The immunoglobulin heavy chain 3′ regulatory region superenhancer controls mouse B1 B-cell fate and late VDJ repertoire diversity

B cells play a central role both in adaptive immunity and innate immunity via B2 B cells and B1 B cells, respectively.^1-5  B1 and B2 B cells differ by their origin, antigen specificity, diversity of the antigenic repertoire, cell surface markers, and tissue distribution. B1 and B2 B cells have a different origin: B1 B cells develop earlier than B2 B cells during fetal development and keep their self-renewal capacity all throughout their life, whereas B2 B cells originate from bone marrow precursors. B1 B cells are the major B-cell population in the pleural and peritoneal cavities (almost 50% of total B cells), are rarely detected in the lymph nodes and spleen (∼1% of total B cells), and are almost undetectable in bone marrow (<0.1% of total B cells).^1-5  Besides these differences for cell precursors and anatomic locations, B1 and B2 B cells exhibit other important differences during their development and maturation. Compared with B2 B cells, B1 B cells have a specific repertoire of B-cell receptor (BCR) characterized by the production of natural immunoglobulin M (NIgM) frequently polyreactive or autoreactive, with low affinity.^1-5  Compared with B2 B cells, B1 B cells exhibit a marked predisposition for class switch recombination (CSR) toward IgA. Compared with B2 B cells, B1 B cells exhibited a lower hypermutation somatic rate than B2 B cells.^1-5  Both B1 and B2 B cells thus produce immunoglobulins, but their cell fate is evidently differently regulated.

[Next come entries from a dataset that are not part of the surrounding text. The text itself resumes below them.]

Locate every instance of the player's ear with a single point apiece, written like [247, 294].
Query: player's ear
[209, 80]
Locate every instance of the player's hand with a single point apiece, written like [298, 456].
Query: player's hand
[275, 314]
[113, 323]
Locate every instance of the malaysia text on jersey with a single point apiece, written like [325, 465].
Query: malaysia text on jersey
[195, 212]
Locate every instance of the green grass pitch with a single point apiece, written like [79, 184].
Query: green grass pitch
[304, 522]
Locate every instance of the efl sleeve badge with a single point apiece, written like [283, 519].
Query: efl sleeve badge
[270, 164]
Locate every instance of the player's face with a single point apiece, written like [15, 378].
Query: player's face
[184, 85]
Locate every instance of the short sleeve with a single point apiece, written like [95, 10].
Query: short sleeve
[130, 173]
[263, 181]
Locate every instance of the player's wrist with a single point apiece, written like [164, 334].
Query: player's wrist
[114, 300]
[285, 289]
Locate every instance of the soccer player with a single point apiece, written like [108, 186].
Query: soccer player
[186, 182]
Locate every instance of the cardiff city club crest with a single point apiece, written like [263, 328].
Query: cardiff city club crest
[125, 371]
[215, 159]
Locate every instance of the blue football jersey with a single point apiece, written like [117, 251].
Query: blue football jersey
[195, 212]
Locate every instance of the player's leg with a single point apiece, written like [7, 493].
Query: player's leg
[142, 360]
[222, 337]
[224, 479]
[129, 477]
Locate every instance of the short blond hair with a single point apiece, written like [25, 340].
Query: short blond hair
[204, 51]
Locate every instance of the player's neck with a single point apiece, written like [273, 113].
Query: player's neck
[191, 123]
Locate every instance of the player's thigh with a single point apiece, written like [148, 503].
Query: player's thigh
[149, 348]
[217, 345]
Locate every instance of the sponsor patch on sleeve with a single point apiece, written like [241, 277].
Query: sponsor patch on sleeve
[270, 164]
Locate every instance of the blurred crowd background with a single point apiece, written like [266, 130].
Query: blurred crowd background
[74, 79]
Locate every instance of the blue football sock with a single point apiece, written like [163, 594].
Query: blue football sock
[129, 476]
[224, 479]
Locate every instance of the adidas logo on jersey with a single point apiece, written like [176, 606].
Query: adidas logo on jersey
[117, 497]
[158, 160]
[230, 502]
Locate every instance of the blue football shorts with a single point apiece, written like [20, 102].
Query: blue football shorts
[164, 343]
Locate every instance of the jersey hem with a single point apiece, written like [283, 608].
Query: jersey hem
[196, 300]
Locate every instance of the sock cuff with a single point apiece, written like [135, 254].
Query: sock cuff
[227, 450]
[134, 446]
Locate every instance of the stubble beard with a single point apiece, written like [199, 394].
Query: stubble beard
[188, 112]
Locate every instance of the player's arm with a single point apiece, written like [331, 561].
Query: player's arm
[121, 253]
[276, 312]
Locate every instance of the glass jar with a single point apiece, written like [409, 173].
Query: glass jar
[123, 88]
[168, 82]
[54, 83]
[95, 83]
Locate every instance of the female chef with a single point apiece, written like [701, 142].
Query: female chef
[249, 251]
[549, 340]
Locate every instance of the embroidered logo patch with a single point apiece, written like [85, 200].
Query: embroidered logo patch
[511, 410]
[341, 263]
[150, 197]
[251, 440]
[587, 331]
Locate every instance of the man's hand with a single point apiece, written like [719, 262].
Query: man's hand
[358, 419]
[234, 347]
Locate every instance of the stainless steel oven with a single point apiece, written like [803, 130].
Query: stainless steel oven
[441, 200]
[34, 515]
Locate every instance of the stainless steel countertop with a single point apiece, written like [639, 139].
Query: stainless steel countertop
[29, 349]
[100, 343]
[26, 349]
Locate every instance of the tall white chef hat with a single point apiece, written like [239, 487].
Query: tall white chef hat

Immunoglobulin heavy chain (IgH) cis-regulatory regions and especially transcriptional superenhancers are major locus regulators.⁶  The IgH 3′ regulatory region (3′RR) superenhancer is reported to control B2 B-cell IgH transcription and B-cell fate^7,8  but has little influence on variable, diversity, and joining (VDJ) recombination.^9,10  Because B1 and B2 B cells originate from different precursors and have clearly different development, function, and regulation, we postulated that the 3′RR superenhancer might differently regulate B1 and B2 B-cell behaviors. Strengthening this hypothesis, other authors have reported that IgA CSR 3′RR controlled in B2 B cells^11,12  is not affected by the 3′RR deletion in B1 B cells.¹³  In this study, we report that similar to B2 B cells, the 3′RR controls μ transcription and cell fate in B1 B cells. In contrast to B2 B cells, deletion of the 3′RR affects B1 B-cell late VDJ repertoire diversity. The impact on the expressed VDJ repertoire stands as a new feature and highlights the broad contribution of the 3′RR to humoral immune responses, from innate to adaptive immunity.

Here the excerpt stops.